After earlier very poor attempts at fairisle type knitting I thought that this was a chance to master it, or at least to see if I could produce something acceptable. I think the batik effect of the yarn is fairly forgiving of irregularity.
I have been working very slowly and have found a way, laying each ball either side of me as I twist the yarn together, of not ending up with a tangle. I felt that my mother had twisted the yarn every stitch and that is what I have tried to do before but, as I can no longer ask my mother, I spoke to someone who said that she thought you only had to catch the yarn every two stitches so that is what I have done. However not up to my mother’s standard as you shall see below.
For those of you that like a story here is why I am so frustrated by my inability to knit fairisle and similar two colour knitting.
My mother knitted the most beautiful fairisle jumpers for my children This was my son’s favourite jumper for some years and as he loved it so much, when he grew out of it, my mother made him another in a larger size.
I had wanted to do the same for my grandchildren but all my attempts as this sort of knitting, large or small, have come out with a very irregular pulled look to them.
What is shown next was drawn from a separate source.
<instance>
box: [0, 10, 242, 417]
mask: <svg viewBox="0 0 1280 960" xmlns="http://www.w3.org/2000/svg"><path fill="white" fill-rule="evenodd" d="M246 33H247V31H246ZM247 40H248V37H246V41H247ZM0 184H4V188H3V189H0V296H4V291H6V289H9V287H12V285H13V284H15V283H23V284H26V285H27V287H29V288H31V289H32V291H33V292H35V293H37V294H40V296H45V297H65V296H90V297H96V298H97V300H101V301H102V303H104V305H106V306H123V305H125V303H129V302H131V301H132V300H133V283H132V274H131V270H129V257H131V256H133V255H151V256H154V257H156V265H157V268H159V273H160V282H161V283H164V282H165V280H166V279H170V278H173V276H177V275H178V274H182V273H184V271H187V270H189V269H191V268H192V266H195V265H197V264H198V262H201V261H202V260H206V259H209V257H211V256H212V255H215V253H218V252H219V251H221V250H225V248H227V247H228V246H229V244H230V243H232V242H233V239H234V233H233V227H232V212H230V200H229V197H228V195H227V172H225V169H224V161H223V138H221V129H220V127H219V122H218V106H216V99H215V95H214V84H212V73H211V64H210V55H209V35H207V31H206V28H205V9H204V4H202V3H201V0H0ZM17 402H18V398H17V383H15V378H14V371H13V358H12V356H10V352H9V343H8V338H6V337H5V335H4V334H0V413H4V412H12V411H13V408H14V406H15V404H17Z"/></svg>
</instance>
This morning I remember my mother’s knitting bag that I had inherited and how the lining is always coming adrift. So here is a photograph of the outside – and the reverse. It does look as it she was twisting every stitch so I still have a long way to go to achieve that smooth, could almost have been made by a machine, look.
Since I think that the cowl does not look too pulled I will maybe leave mastering the every other stitch method for later.
Now to catch up on all the blogs I haven’t read over the last week!